An art dealer, and since he somehow realizes after three years that that wasn’t it, a little school teacher in England. And in the midst of that the decision: to become a priest. He goes to Brussels and learns Greek and Latin. But why the detour? Aren’t there people somehow who don’t expect their priest to know Greek or Latin? And so he becomes what is called an evangelist, and he goes to a mining district and tells the people the story of the gospel. And while he talks, he begins to draw. And finally he doesn’t even notice how he’s stopped talking and is only drawing. And from then on, that’s all he does, until his last hour, when he decides to stop everything because he might not be able to paint for weeks; at that point it seems natural for him to give up everything, especially life. What a biography!

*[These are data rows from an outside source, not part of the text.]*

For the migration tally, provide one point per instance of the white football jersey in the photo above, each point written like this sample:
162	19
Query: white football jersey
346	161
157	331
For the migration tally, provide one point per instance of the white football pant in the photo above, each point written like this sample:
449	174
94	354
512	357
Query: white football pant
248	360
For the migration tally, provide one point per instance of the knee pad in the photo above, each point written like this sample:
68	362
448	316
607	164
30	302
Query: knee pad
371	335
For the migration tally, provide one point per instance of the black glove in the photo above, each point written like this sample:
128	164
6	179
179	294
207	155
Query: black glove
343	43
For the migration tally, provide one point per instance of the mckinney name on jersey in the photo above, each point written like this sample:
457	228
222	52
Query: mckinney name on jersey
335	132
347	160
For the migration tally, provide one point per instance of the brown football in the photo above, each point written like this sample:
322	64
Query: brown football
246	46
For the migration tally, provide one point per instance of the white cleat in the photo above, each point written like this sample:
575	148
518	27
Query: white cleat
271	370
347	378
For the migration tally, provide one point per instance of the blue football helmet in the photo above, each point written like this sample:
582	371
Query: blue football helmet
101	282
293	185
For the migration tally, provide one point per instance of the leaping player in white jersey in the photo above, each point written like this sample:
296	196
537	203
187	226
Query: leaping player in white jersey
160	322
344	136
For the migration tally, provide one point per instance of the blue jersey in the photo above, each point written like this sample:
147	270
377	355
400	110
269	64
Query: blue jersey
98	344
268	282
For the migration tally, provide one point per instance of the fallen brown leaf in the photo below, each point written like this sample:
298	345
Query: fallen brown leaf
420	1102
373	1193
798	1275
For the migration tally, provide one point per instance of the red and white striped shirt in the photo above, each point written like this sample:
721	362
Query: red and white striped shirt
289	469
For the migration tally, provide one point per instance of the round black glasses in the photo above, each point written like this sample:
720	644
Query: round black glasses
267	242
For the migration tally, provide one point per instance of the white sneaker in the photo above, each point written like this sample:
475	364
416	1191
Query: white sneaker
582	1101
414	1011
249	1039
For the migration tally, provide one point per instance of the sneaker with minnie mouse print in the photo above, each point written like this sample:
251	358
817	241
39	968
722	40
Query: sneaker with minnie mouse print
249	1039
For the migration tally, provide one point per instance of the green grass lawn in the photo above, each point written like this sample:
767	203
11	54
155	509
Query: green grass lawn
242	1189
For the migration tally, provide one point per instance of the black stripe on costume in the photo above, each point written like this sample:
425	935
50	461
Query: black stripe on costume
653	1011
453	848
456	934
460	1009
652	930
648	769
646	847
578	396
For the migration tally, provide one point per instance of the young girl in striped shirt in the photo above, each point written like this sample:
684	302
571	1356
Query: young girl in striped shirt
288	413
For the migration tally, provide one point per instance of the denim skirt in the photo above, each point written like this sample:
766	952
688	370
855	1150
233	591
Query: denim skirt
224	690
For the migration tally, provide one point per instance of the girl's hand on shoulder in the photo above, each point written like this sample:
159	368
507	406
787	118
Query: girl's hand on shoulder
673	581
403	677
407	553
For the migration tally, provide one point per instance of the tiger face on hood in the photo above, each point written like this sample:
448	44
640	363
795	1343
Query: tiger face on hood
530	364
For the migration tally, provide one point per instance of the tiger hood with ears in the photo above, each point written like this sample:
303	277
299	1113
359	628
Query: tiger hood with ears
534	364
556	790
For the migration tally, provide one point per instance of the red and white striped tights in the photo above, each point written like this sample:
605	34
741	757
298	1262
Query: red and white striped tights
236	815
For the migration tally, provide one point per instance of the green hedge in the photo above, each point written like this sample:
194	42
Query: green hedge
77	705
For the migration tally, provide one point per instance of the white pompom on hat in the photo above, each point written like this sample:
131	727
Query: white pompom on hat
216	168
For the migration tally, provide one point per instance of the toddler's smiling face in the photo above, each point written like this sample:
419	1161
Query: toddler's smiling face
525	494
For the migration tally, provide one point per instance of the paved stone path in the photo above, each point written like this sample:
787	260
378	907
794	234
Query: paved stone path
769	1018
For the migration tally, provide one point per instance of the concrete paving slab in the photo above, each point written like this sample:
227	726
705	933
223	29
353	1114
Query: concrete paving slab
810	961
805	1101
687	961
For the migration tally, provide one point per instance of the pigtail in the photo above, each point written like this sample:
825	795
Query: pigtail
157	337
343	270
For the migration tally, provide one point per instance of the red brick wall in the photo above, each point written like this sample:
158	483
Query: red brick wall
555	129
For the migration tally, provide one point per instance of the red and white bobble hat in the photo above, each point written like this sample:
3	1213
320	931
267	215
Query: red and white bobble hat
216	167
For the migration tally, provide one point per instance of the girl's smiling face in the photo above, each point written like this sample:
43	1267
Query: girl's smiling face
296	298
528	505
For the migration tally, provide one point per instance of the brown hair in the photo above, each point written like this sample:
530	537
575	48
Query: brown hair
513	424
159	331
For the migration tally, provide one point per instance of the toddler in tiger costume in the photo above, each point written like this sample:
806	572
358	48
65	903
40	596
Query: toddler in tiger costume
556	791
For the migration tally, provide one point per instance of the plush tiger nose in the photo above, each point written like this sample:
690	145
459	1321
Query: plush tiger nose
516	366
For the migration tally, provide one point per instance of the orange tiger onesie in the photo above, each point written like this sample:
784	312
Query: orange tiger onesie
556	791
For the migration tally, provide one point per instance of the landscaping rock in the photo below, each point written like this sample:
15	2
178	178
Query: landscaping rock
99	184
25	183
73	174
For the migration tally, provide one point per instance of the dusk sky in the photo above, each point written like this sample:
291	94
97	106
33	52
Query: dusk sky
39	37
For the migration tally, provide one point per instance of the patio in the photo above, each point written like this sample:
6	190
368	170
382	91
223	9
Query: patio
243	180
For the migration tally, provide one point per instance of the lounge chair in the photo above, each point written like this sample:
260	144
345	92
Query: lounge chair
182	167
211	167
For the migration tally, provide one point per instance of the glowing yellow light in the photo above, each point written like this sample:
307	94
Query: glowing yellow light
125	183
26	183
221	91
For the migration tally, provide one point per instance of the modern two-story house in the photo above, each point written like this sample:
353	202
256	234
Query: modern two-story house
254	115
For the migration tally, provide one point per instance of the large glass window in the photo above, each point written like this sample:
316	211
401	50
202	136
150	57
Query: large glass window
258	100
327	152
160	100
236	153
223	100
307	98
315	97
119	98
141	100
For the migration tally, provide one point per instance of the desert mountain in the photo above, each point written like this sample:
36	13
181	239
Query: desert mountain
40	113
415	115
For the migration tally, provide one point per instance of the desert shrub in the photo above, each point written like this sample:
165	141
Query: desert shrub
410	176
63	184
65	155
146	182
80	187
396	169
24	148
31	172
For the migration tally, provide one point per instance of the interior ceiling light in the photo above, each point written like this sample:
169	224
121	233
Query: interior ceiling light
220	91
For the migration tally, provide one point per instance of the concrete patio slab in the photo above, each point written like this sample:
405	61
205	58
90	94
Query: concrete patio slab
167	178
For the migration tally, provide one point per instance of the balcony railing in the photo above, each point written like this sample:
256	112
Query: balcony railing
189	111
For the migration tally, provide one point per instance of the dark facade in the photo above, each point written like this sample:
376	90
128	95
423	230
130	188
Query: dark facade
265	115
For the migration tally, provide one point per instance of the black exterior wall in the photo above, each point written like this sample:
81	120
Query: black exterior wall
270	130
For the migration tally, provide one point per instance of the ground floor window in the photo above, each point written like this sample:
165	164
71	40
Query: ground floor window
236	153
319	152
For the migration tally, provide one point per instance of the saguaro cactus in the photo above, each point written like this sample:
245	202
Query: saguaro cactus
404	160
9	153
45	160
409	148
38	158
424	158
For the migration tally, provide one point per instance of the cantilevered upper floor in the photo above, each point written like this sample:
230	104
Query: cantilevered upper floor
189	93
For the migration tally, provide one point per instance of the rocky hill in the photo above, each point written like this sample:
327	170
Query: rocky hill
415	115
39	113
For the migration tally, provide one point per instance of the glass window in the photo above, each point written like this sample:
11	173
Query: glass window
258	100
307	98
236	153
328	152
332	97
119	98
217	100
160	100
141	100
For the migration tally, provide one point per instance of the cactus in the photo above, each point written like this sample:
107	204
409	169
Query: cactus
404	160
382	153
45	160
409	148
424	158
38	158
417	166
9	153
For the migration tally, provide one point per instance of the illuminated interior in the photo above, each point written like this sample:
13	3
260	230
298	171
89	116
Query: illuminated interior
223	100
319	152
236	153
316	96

Ah, how he, too, renounced and renounced. His self-portrait in the portfolio looks shabby and tormented, almost desperate, but not devastated: the way a dog looks when it’s in a bad way. He holds out his face and you take note of the fact: he is in a bad way, day and night. But in his paintings (the arbre fleuri) poverty has already become rich: a great splendor from within. And that’s how he sees everything: as a poor man; just compare his parks. These too are expressed with such quietness and simplicity, as if for poor people, so they can understand; without going into the extravagance that’s in these trees; as if to do that would already be taking sides. He isn’t on anyone’s side, isn’t on the side of the parks, and his love for all these things is directed at the nameless, and that’s why he himself concealed it. He does not show it, he has it. And quickly takes it out of himself and puts it into the work, into the innermost and incessant part of the work: quickly: and no one has seen it.